Background on Paleontology Challenges
Paleontologists frequently encounter significant challenges when identifying fossil fragments. While a single fossil provides limited information, answering most scientific questions with certainty requires multiple specimens of the same species and type.
Vertebrate fossils, in particular, are often incomplete due to their intricate skeletal structure and complex preservation processes. For instance, vertebrate skeletons can comprise over 200 bones, yet complete specimens are rarely, if ever, found.
The identification of fragmented fossils is a notoriously time-consuming aspect of paleontological work. The Florida Museum's vast vertebrate fossil collection, containing over one million specimens, includes numerous bags of sediment that are still awaiting meticulous sorting and identification.
The Role of AI in Identification
AI has the potential to significantly accelerate the fossil identification process. Fields such as palynology, which specializes in the study of fossilized spores and pollen, have successfully utilized AI since the 1980s, largely due to the sheer abundance of specimens available.
While vertebrate fossils are generally less plentiful, AI can still be applied effectively in this domain. The main question prior to this study was to determine the minimum number of specimens required to adequately train an AI algorithm for accurate and reliable results.
Study Methodology
To pinpoint this critical threshold, MacFadden and his colleagues strategically selected sharks for their research. Sharks are well-known for their abundant fossilized teeth; although their cartilaginous skeletons rarely fossilize, their durable teeth are commonly preserved across geological timescales.
The research team concentrated on six specific shark species from the Neogene period (ranging from 23 to 2.6 million years ago). This selection included both extinct species, such as the colossal Megalodon, and extant species like the modern great white shark.
Thousands of shark teeth specimens from the extensive Florida Museum collection were meticulously photographed for inclusion in the study. To further bolster their dataset, additional specimens, particularly from tiger sharks and the extinct precursor of the great white shark, were generously obtained from avocational paleontologists Lee Cone, Barbara Fite, and C. O'Connor.
The research made extensive use of computer vision, a specialized branch of artificial intelligence. Cristobal Barberis of Adaptive Computing was primarily responsible for fine-tuning the intricate AI models, with valuable assistance from Arthur Porto, who holds the distinction of being the Florida Museum's first curator of artificial intelligence.
The AI models underwent a rigorous training process.

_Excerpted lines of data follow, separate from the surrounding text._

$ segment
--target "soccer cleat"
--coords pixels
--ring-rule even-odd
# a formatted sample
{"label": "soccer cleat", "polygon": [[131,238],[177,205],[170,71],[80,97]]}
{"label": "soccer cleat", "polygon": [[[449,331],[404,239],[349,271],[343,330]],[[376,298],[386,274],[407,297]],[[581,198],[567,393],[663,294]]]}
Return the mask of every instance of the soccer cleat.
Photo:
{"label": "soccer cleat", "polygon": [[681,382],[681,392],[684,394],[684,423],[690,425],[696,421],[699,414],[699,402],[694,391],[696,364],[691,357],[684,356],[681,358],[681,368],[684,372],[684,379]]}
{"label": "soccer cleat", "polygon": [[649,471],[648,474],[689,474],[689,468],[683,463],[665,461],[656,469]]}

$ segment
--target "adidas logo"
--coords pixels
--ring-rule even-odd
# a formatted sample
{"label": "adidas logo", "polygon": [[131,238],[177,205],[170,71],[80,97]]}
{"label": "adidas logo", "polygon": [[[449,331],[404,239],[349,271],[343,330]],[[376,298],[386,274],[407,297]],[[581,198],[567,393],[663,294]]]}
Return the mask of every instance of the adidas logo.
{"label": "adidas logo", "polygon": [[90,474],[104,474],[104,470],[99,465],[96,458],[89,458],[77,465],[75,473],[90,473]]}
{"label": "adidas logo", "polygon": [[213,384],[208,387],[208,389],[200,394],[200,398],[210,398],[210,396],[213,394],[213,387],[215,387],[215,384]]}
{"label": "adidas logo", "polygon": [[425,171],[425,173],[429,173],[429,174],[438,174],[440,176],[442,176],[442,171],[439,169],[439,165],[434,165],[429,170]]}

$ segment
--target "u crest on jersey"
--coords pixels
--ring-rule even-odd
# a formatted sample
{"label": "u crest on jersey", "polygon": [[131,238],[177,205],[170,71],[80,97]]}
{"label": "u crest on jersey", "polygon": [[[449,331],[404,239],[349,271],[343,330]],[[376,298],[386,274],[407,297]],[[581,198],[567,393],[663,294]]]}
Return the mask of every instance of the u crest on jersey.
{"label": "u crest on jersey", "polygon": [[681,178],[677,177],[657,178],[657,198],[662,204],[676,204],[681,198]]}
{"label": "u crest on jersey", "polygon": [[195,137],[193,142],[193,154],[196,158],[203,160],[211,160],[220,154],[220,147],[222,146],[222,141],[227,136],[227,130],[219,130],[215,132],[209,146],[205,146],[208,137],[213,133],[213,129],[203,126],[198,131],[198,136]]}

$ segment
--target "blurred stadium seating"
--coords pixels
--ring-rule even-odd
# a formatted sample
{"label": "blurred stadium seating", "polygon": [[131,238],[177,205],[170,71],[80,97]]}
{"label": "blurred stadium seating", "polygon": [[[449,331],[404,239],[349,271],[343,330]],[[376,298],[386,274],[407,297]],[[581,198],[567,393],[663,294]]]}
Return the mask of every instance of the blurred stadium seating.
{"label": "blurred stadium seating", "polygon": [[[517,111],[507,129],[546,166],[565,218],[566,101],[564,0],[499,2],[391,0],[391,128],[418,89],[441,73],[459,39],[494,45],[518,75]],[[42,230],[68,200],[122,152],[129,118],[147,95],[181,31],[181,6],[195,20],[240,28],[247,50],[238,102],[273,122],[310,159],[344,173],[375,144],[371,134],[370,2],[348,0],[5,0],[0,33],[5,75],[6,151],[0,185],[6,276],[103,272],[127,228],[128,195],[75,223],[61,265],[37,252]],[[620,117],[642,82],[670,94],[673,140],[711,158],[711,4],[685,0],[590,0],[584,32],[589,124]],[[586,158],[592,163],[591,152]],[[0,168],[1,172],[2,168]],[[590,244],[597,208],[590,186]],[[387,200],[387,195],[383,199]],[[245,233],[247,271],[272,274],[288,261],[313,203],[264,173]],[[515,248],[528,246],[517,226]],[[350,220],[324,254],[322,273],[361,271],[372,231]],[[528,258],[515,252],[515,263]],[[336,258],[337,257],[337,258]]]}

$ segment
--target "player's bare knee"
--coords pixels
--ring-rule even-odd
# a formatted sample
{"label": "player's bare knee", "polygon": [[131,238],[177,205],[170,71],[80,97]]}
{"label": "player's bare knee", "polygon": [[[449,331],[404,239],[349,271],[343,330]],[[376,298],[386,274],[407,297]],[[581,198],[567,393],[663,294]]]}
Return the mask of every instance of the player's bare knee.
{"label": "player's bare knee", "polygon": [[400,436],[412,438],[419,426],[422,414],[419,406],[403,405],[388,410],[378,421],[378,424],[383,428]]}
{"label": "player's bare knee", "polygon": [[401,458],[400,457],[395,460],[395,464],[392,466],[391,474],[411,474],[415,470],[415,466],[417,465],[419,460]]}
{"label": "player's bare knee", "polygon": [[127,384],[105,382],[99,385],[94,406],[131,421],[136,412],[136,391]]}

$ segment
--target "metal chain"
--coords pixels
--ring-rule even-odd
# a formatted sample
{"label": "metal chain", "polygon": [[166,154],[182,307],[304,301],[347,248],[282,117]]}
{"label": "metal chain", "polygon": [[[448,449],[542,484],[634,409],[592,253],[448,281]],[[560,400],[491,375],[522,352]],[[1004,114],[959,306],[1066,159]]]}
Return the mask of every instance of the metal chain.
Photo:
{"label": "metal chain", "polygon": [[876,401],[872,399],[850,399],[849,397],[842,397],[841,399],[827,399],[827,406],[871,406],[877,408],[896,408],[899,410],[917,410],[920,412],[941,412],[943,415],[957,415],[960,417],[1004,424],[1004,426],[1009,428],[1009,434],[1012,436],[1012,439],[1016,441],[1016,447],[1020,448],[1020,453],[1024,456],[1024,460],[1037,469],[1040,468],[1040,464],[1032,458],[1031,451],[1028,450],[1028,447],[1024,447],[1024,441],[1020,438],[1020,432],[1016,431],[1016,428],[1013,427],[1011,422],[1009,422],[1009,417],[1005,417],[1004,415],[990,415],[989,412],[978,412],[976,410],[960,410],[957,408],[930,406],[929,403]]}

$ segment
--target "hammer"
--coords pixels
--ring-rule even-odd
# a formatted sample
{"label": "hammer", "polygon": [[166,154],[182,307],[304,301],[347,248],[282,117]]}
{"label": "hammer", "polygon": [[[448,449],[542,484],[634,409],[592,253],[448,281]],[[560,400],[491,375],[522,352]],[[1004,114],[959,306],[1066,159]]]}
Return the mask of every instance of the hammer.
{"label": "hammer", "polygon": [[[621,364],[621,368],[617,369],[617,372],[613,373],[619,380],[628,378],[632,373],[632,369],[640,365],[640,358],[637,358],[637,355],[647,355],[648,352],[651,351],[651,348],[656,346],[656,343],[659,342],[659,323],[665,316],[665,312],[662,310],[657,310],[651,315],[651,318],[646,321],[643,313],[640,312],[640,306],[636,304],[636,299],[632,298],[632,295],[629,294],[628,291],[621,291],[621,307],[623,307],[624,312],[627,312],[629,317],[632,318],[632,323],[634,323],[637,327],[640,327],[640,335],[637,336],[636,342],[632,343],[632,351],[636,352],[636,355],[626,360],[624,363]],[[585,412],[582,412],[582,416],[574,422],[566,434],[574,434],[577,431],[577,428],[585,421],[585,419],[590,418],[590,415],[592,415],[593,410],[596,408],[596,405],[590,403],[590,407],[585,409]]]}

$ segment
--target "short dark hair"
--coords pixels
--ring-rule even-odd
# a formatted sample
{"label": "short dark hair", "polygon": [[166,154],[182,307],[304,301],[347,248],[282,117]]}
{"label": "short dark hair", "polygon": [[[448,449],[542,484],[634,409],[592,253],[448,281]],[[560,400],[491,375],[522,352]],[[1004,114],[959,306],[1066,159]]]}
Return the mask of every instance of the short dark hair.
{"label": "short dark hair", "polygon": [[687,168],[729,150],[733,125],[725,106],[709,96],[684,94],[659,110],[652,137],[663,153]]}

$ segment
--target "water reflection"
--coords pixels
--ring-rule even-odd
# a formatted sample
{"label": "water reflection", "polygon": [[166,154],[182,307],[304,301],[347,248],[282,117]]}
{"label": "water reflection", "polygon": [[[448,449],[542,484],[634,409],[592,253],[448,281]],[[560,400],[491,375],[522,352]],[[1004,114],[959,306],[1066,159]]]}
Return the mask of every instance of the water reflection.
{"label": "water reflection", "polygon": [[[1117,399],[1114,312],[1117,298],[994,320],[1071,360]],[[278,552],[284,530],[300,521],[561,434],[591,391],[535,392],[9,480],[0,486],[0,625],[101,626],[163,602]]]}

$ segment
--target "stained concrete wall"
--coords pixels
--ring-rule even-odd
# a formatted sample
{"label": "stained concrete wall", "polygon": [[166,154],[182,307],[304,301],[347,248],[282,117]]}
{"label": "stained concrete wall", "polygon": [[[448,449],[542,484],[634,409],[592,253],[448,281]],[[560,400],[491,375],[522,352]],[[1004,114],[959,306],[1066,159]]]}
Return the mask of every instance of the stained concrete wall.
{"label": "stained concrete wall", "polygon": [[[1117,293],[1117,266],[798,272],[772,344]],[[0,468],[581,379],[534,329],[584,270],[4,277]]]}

They were systematically fed labeled images in increments of 50, gradually increasing the training set up to 500 images per species. Following this training phase, the models were then put to the test on 25 unlabeled images of each species to evaluate their identification accuracy.
Results and Implications
The study reported impressive accuracy rates exceeding 90%, with performance notably plateauing at approximately 250 specimens. This significant finding indicates that employing more than 250 specimens may offer only a modest, incremental increase in accuracy, strongly suggesting that sufficiency is achieved at these lower numbers.
Remarkably, even with only 50 specimens used for training, the AI models achieved accuracy rates of at least 93%.
Arthur Porto highlighted that the study successfully revealed "reasonable performance even with relatively low sample sizes."
These findings carry profound broader implications extending well beyond the field of paleontology. MacFadden and the "SharkAI" team are also actively involved in innovative educational initiatives. They envision developing curricula where K-12 students could engage with AI, using it to classify shark tooth images from biorepositories based on tooth shape and the estimated prey types of the original owners.
The groundbreaking study was officially published in the esteemed journal Paleobiology. Additional authors who contributed to this research included Maria Vallejo-Pareja, Stephanie Killingsworth, Samantha Zbinden, Victor Perez, Kenneth Marks, and Dévi Hall.